O paratexto na imagem é, como seria de esperar, um tema polémico, não consensual. Bem, para ser mais preciso, o próprio conceito de texto é por si problemático, ou como refere Mieke Bal, controverso.
Se optarmos por determinadas abordagens semiológicas (estruturalistas?), todo e qualquer objecto de estudo poderá ser enquadrado na categoria de texto. De forma muito abusada, é mais ou menos algo como dizer “Pode ser interpretado? É texto.”.
Até Gerard Genette, que desenvolveu o conceito de paratexto, refere em Paratext: thresholds of interpretation a existência de paratexto em áreas outras que não a literatura.
De uma forma muito concisa e clara, para que saibamos todos sobre o que estamos a falar, podemos entender o paratexto tal como me lembro de o apresentar a Professora Maria Augusta Babo ou seja, como um conjunto de elementos que encontramos nos limites do texto e que lhe estabelecem as fronteiras. Num livro, por exemplo, são claros como paratexto, elementos como o título e a assinatura. Entende-se assim o quão essencial é o paratexto para a noção de obra. Se nos lembrarmos de uma música temos também um titulo, num quadro, uma assinatura, num filme, e recordando novamente Genette, temos créditos finais. Tudo isto elementos que, não fazendo parte do texto em si, o complementam, enquadram, contextualizam. Até aqui, tudo entendido.
Dentro do conceito de paratexto, encontramos depois as derivações (enquanto compondo o paratexto) de peritexto e epitexto, sendo que o primeiro será composto por tudo quanto está junto ao texto, na forma em que se apresenta o mesmo (o que está na capa, na contra-capa, um prefácio ou uma dedicatória por exemplo) e o segundo, o que gravita em torno do texto, tendo um próximo relacionamento com o mesmo, seja em forum público ou privado (ainda recorrendo ao exemplo do livro, pensemos numa entrevista dada pelo autor ou numa qualquer confidência que este tenha feito).
Ora, é precisamente no campo entre o peritexto e o epitexto que se me levantam questões sempre que penso na fotografia quando privada da sua materialidade, quando se apresenta somente enquanto imagem e não como objecto fotográfico.

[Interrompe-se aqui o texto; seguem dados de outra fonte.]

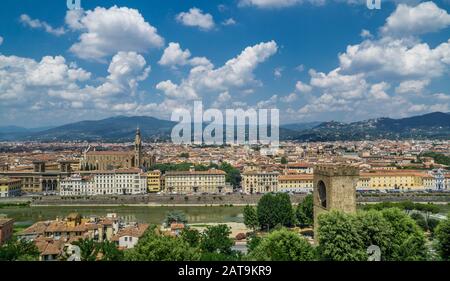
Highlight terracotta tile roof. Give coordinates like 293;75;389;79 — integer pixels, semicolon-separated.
0;218;14;227
86;151;132;156
165;169;226;176
170;223;185;230
19;222;49;236
287;163;312;168
278;174;313;180
0;178;21;185
35;237;65;256
111;224;149;241
360;170;427;177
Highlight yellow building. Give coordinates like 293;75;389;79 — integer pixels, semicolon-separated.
278;174;313;193
358;171;425;190
147;170;161;193
0;177;22;198
242;170;279;194
165;169;227;194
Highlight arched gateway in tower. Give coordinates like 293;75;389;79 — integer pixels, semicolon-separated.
313;164;359;240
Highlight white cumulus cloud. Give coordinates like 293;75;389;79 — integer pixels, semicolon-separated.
295;81;312;93
158;42;212;68
156;41;278;101
67;6;164;61
176;8;215;31
395;79;430;94
239;0;302;8
20;14;66;36
381;2;450;37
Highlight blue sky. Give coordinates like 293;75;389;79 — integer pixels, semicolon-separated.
0;0;449;127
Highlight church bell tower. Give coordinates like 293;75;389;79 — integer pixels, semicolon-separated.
134;127;142;168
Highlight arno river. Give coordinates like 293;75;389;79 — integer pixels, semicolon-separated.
0;206;245;227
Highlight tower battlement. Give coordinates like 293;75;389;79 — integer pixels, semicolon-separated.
314;164;359;177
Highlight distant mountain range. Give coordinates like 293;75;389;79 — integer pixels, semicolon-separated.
0;116;175;142
285;112;450;141
0;112;449;142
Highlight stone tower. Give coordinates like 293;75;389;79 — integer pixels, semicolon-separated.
134;127;142;168
313;164;359;240
33;160;46;173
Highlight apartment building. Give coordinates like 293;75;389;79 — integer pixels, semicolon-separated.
60;175;94;196
242;170;279;194
358;170;431;191
0;177;21;198
147;170;161;193
60;169;147;196
278;174;313;193
164;168;227;194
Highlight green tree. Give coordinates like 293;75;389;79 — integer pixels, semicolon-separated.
219;162;241;189
200;224;234;255
280;157;288;165
296;194;313;228
247;234;262;252
317;209;428;261
243;205;259;231
410;213;427;230
420;151;450;166
434;214;450;261
0;238;39;261
125;229;200;261
380;208;427;261
164;210;188;227
180;228;201;248
179;152;189;158
257;193;296;230
98;240;124;261
73;238;99;261
355;210;393;261
317;211;366;261
247;228;316;261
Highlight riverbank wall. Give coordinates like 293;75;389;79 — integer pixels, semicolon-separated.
22;192;450;206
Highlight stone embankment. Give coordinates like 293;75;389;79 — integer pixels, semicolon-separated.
25;192;450;206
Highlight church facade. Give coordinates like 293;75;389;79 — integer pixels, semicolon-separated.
80;128;155;171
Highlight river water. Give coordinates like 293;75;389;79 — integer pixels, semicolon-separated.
0;206;245;227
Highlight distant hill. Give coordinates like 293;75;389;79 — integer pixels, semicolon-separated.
1;116;175;142
0;112;448;142
0;125;55;141
287;112;450;141
281;122;321;132
0;125;54;134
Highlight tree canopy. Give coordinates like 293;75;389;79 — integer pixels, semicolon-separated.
243;205;259;231
317;208;428;261
247;228;316;261
200;224;234;255
125;228;200;261
164;210;188;227
257;193;296;230
0;238;40;261
296;194;313;228
434;214;450;261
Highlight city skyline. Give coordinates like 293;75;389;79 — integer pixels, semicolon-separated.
0;0;449;127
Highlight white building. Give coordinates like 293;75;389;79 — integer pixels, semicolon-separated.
111;224;149;249
60;175;94;196
60;169;147;196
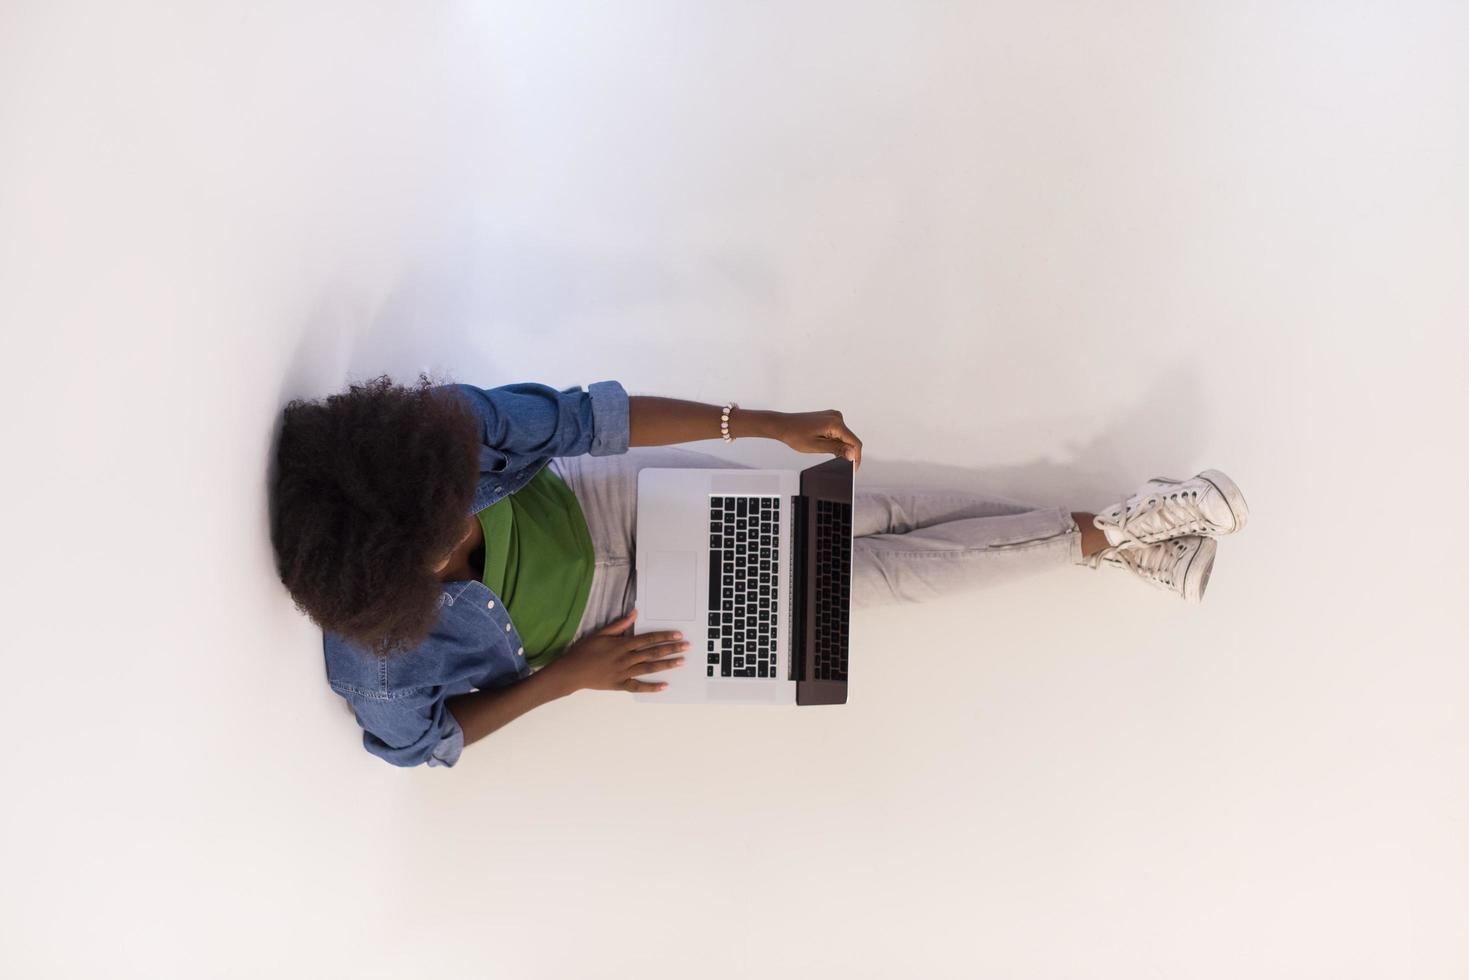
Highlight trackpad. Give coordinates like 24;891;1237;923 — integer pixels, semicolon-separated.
644;550;698;621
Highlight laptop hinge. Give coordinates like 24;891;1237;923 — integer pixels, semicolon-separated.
788;493;807;682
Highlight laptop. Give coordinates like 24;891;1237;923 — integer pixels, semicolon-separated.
632;455;853;705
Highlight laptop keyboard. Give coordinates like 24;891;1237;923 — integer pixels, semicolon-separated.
812;499;852;682
706;495;780;678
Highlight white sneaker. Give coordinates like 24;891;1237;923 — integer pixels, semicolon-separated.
1084;535;1217;602
1095;469;1249;549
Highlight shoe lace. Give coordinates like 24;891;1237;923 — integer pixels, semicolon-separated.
1093;486;1209;548
1083;537;1191;589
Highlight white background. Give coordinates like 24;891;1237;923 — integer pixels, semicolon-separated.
3;2;1466;977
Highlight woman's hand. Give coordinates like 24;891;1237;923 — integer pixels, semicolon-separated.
546;608;689;694
771;409;863;472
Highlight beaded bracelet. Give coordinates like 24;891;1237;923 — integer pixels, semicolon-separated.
720;402;738;442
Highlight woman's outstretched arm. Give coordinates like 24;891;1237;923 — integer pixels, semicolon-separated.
628;395;781;447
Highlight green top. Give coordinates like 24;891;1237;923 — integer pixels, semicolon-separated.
473;463;595;671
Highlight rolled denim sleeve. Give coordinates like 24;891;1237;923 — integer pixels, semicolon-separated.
448;379;629;461
344;685;465;768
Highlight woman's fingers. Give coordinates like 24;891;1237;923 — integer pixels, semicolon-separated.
622;629;683;652
622;642;686;698
624;640;688;668
823;416;862;470
599;607;637;636
837;424;862;469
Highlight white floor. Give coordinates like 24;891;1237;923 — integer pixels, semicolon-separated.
4;3;1467;978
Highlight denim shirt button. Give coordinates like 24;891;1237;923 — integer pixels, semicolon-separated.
486;600;494;608
516;646;524;656
504;623;512;631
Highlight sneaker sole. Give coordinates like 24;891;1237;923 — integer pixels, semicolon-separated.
1197;468;1249;535
1182;536;1217;603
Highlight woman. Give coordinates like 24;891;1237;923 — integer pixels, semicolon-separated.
269;374;1248;768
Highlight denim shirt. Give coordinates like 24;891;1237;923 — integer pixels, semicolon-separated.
321;379;630;768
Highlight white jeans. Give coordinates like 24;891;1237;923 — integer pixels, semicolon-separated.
549;447;1083;643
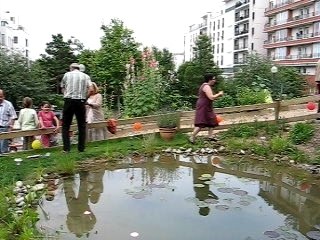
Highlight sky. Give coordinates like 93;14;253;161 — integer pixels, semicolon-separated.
1;0;223;60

Quando guardo uma fotografia na carteira existe nela um peritexto, pela forma escolhida, pelo papel usado, pela dedicatória no verso. De igual forma, existe um epitexto, que se gera a cada referência à mesma, a cada explicação, comentário, sempre que tiro a fotografia da carteira. Esses mesmos momentos, potênciadores do epitexto, irão por sua ver dar origem a novos elementos peritextuais, com o desgaste da fotografia, a rasura, a dobra no canto e o recordar do momento que a causou.
E onde fica o paratexto no digital?
Que novas histórias se somam à história de uma imagem cada vez que ela é vista num ecrã? Que novos elementos lhe são adicionados? Que limites tem essa imagem, desprovida de materialidade?
Podíamos argumentar com os metadados como a marginália do século XXI, advogando a possibilidade de um paratexto incremental de zeros e uns mas, para além da obrigatória mediação tecnológica, falamos de elementos desprovidos da capacidade de desgaste assim como de se desgastarem (pelo menos de formas que possamos entender como naturais e não com esse objectivo) logo, ainda que os possamos aceitar como elementos paratextuais, deveremos pensar neles como uma categoria especifica, de acesso restrito, na sua leitura assim como na sua escrita, eventualmente inexistentes (ou imperceptíveis, o que neste caso teria o mesmo efeito sobre o receptor), deixando assim a imagem num limbo de contexto.
Assim, e voltando à ideia da Professora Maria Augusta Babo, de que o paratexto é essencial para a noção de obra, estaremos perante uma obra fotográfica quando frente a uma imagem num ecrã ou só devemos utilizar essa definição na presença do objecto fotográfico analógico, pregnante dos seus limites?
Isto preocupa-me. E a vocês? Que vos parece?